Happy Birthday, To Me!!
I'll admit it, I've hit 65. That means Medicare. I was already collecting Social Security, so no biggie there.
Medicare, though. I am supremely lucky to still have my Blue Cross/Horizon as secondary insurance to pick up any expenses Medicare will not pay.
But already the Medicare stuff is strange. I had to fill out some forms at the chiropractor. They were pain assessment things and they made no sense whatsoever. I am an English teacher and, frankly, I read the language very well. I could not make heads or tails of what they wanted on these forms. Vague directions, irrelevant examples, and no explanations.
Times like this, I think I could make a fortune hiring myself out to simply write directions for people to follow. If I was vague or too indirect with my students when I gave assignments, I could get all kinds of strange work from them. Writing clear, concise and good directions is an important teaching skill.

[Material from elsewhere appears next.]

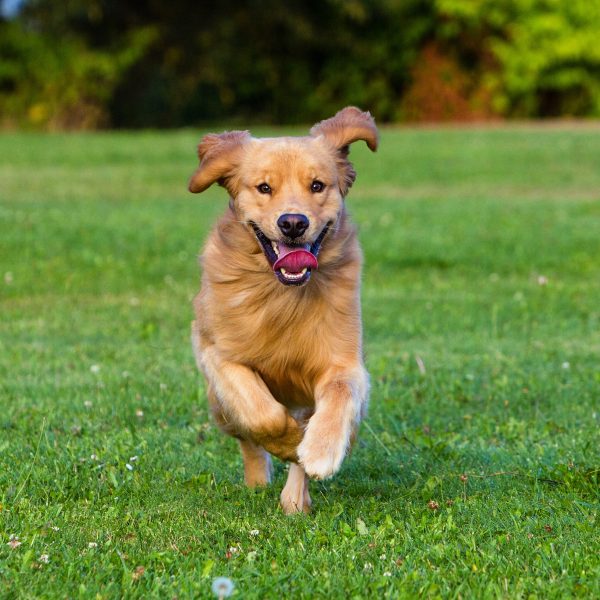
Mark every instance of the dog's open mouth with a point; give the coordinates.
(292, 264)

Think of riding instructors you have had in the past--or even now. Their ability to communicate complex concepts makes all the difference in the world to you as a student. What do you do with your body, your weight, your hands, your eyes, your legs, your seat, and every nuance of how to ride even a simple exercise somehow must come across by words alone. Sure, they can demonstrate, they can hold you by the hand or physically correct your seat, but in the end, you and your horse will have to do it on your own.

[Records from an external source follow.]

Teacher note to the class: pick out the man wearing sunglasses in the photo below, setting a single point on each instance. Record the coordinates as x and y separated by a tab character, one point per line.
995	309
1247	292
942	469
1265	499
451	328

I always remember Lockie Richards explaining something and always adding, "Feel it? Feel it? Do you feel it?" He knew it wasn't just a matter of mechanics, but a matter of feeling the results of the mechanics so you could recreate the results on your own. By expecting that, I might often discover an alternate way of getting the horse to respond, since my goal was not a method, but a consequence.
Hope that makes some kind of sense.
But too many people are not teachers, yet they think they can give directions. I have been looking at some of the Common Core educational materials over the last few months, and I see the problem cropping up there. Common Core is proven a money maker for many for profit corporations. They create all kinds of educational materials they claim teach the Common Core skills to students in all kinds of fancy commercial packages. They sell these to schools who are desperate to try to keep up with government requirements for educational standards.
The result? Poorly conceived assignments and badly written instructions. I've seen them.
Most teachers I have known in my own educational career are more than capable of teaching students what they need to know and leading them along the path of good learning. What they need is the freedom and support to teach, not someone looking over their shoulders all the time with a checklist.
Picture your riding teacher again. Your horse misbehaves or misinterprets the cues you give him. Teacher has a set of rulebooks to follow...a preset curriculum that must be mastered in order, in a certain way with no creative methods. Will it work? Maybe, maybe not. But in the meantime wouldn't you rather have a teacher who could come up with a good solution on the spot before you're bucked off, run away with, or simply frustrated to tears?
Thanks for indulging me. After all, it is my birthday!!